Continuation of the front page (56) References JP-A-1-141843 (JP, A) JP-A-1-141842 (JP, A) JP-A-58-131062 (JP, A) JP-A-58-219048 (JP) , A) JP-B-58-12140 (JP, B2) JP-T-61-501972 (JP, A)

Claims (4)

(57) [Claims] 1. A method of manufacturing a laminated body, wherein an intermediate film is sandwiched between laminated materials including at least one sheet of glass, and the obtained assembly is integrally joined by heating and heating. Is disposed in a storage portion provided on the upper surface of the lower electrode, the storage portion is covered with a flexible cover and evacuated, and the glass is subjected to dielectric heating by applying a high-frequency voltage to the upper electrode and the lower electrode. A method for manufacturing a laminate, comprising: heating the assembly, heating the assembly, and pressing the assembly via the cover with the upper electrode. 2. The method according to claim 1, wherein the vacuum is reduced or released during the pressing of the assembly under reduced pressure. 3. The method for manufacturing a laminate according to claim 1, wherein the pressing force is changed during the pressing of the assembly under reduced pressure in a vacuum. 4. An apparatus for manufacturing a laminate in which an intermediate film is sandwiched between laminated materials containing at least one glass, and the obtained assembly is heated and heated to be integrally joined.
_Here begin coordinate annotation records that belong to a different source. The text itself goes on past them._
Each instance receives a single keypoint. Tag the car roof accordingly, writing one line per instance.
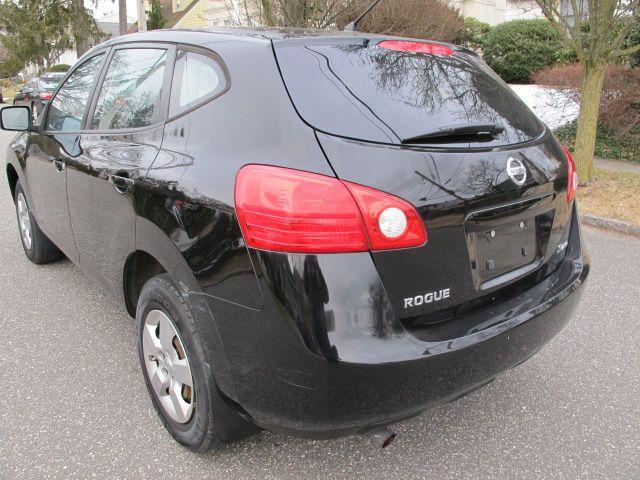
(207, 35)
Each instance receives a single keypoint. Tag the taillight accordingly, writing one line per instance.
(391, 222)
(416, 47)
(572, 182)
(293, 211)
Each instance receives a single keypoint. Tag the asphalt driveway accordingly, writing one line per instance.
(73, 403)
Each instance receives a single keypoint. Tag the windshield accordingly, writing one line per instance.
(49, 83)
(367, 92)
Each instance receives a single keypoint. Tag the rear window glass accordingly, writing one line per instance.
(371, 93)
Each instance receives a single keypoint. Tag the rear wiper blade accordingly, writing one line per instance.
(460, 130)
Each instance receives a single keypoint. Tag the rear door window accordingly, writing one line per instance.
(364, 91)
(131, 93)
(197, 78)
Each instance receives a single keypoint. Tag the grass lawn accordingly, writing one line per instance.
(612, 194)
(607, 145)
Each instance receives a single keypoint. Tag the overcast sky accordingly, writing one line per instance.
(107, 7)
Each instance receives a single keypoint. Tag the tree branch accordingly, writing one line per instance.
(627, 51)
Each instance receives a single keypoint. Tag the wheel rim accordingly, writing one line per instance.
(168, 367)
(24, 222)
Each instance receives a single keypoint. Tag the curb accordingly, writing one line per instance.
(611, 224)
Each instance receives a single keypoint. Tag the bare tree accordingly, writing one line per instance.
(122, 16)
(596, 30)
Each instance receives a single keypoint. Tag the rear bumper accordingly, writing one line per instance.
(322, 369)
A lower electrode for mounting the assembly, a flexible cover formed on the lower electrode and hermetically sealing a housing for housing the assembly, a vacuum pump for evacuating the housing, An upper electrode that presses the assembly in the storage unit through the cover, a high-frequency generator that applies a high-frequency voltage to the upper and lower electrodes to dielectrically heat the glass,
An apparatus for manufacturing a laminated body, comprising: a temperature controller for controlling the temperatures of the lower electrode and the upper electrode.